Serafin Marin est barcelonais et il lui revenait de conclure. Il l’a fait à sa manière, sans art mais en pesant sur son toro en début de faena, tirant des derechazos avec mando y dominio, débordé puis lointain à gauche, avant de servir des manoletinas sans façon. Mais l’épée sera superbe. Deux oreilles pour l’enfant du pays, fidèle à la patrie.
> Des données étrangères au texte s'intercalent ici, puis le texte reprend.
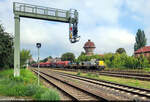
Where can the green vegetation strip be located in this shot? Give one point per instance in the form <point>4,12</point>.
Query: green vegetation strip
<point>24,86</point>
<point>130,82</point>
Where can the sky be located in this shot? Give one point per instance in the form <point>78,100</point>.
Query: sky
<point>110,24</point>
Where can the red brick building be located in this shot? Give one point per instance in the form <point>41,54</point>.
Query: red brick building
<point>144,50</point>
<point>89,47</point>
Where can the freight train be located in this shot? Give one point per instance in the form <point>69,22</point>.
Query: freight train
<point>93,64</point>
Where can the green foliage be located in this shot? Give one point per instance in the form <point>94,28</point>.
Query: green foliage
<point>24,56</point>
<point>118,60</point>
<point>46,59</point>
<point>79,73</point>
<point>90,75</point>
<point>25,85</point>
<point>120,50</point>
<point>140,40</point>
<point>68,56</point>
<point>6,49</point>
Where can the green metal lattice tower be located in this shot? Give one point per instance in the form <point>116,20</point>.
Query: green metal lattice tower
<point>44,13</point>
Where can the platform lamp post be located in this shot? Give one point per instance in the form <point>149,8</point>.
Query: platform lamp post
<point>38,45</point>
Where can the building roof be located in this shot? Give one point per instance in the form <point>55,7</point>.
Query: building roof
<point>89,44</point>
<point>142,50</point>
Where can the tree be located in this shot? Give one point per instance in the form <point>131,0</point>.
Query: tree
<point>46,59</point>
<point>24,56</point>
<point>140,40</point>
<point>120,50</point>
<point>68,56</point>
<point>6,49</point>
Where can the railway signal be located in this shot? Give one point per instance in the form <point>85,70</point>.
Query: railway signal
<point>38,45</point>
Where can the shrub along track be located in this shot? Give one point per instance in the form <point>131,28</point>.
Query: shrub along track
<point>75,92</point>
<point>139,76</point>
<point>124,92</point>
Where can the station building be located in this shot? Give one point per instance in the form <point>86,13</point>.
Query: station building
<point>89,47</point>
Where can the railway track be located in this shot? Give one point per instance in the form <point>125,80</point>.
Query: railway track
<point>139,76</point>
<point>135,93</point>
<point>75,92</point>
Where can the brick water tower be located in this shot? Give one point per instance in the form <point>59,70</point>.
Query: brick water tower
<point>89,47</point>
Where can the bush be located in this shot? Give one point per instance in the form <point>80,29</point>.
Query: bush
<point>31,89</point>
<point>25,85</point>
<point>79,73</point>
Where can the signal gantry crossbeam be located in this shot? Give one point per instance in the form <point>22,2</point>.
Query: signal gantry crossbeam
<point>44,13</point>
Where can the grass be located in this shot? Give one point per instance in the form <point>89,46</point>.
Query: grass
<point>125,81</point>
<point>128,69</point>
<point>24,86</point>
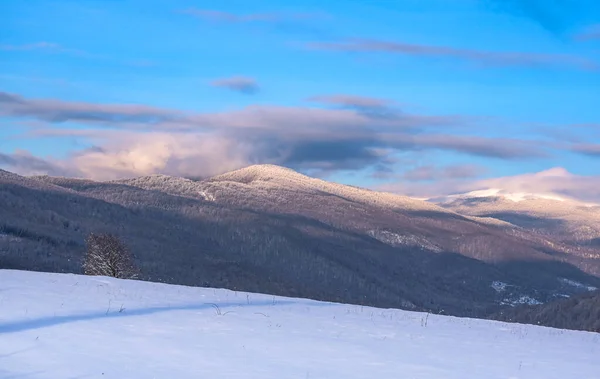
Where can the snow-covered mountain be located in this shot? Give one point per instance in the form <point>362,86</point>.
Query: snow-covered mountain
<point>549,214</point>
<point>70,326</point>
<point>270,229</point>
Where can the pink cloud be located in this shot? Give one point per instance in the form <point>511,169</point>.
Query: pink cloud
<point>488,58</point>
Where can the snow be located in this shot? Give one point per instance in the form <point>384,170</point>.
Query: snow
<point>267,177</point>
<point>499,286</point>
<point>70,326</point>
<point>513,196</point>
<point>577,284</point>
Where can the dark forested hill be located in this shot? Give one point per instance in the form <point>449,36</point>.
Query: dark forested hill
<point>580,312</point>
<point>270,229</point>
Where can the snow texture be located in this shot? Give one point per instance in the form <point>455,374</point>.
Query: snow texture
<point>68,326</point>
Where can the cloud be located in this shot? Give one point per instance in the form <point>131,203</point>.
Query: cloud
<point>61,111</point>
<point>280,22</point>
<point>44,46</point>
<point>32,46</point>
<point>592,33</point>
<point>28,164</point>
<point>592,150</point>
<point>131,140</point>
<point>431,173</point>
<point>220,16</point>
<point>554,16</point>
<point>554,181</point>
<point>352,101</point>
<point>486,58</point>
<point>238,83</point>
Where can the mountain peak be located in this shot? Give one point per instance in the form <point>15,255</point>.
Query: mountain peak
<point>261,172</point>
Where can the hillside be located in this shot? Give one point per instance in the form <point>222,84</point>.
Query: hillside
<point>566,219</point>
<point>272,230</point>
<point>580,312</point>
<point>69,326</point>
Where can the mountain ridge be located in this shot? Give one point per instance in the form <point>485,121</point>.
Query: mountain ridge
<point>274,230</point>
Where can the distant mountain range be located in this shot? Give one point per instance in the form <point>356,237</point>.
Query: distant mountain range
<point>269,229</point>
<point>550,215</point>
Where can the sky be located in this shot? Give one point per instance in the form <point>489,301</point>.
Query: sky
<point>419,98</point>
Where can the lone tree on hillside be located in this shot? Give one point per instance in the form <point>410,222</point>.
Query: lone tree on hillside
<point>107,255</point>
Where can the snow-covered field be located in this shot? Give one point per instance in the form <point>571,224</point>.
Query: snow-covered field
<point>69,326</point>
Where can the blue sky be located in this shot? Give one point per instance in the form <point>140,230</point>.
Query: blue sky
<point>417,97</point>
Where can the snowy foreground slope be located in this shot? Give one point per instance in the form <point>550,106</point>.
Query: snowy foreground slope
<point>70,326</point>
Ce fut alors que le destin nous tira brutalement du rêve par les pieds. Une fin de corrida, de saison et de partie, et soudain un inconsolable chagrin de gosse. Serafin fit la vuelta en pleurant, un drapeau de Catalogne à la main, en pleurant à chaudes larmes en ce jour funeste de lendemains sans corridas à Barcelone. Au centre, il laissa tomber les trophées par terre, comme si l’abolition les privait de sens. Il s’accroupit et baisa le sol, et fit de ce ruedo une terre sanctifiée. Puis, il ramassa ses trophées, les derniers dans sa ville, les derniers de Barcelone, avant d’aller s’asseoir sur l’estribo, dans un geste de grand abattement, et tout demeura ainsi durant de longues minutes. Il ne se passait plus rien. Les deux autres toreros ne sortaient pas du callejon, le public restait à sa place ; nous étions, chacun, saisis par la brutalité de ce moment d’Histoire. Le cœur lourd.
Mais il fallait bien en terminer, alors les tendidos se sont déversés à flots sur la piste pour porter les trois derniers toreros de Barcelone en triomphe. Et cette mer humaine désunie, désemparée, nerveuse, ballotait sans façon les maestros dans une cohue indescriptible, au milieu des banderoles de protestations contre l’abolition et des étendards de Catalogne. On a cru un instant que Tomas, mal assuré sur les épaules d’un porteur, allait se sentir mal, Juan Mora était à la traîne, Sérafin toujours inconsolé. A la sortie des toreros par la grande porte, entre les applaudissements et les « Libertad », « Libertad », la Monumental rugit de douleur, en une clameur orpheline.
Nous sommes restés encore un long moment à nos places, dans la nuit qui enveloppait la plaza, un peu sonnés mais ensemble, comme on veille un mort.
Des centaines d’aficionados continuaient à déambuler sur le ruedo, tristes et désoeuvrés ; on se prenait en photo sans sourire, on ramassait un peu de sable. On ne parlait plus de José Tomas. Non, on n’avait plus envie de parler.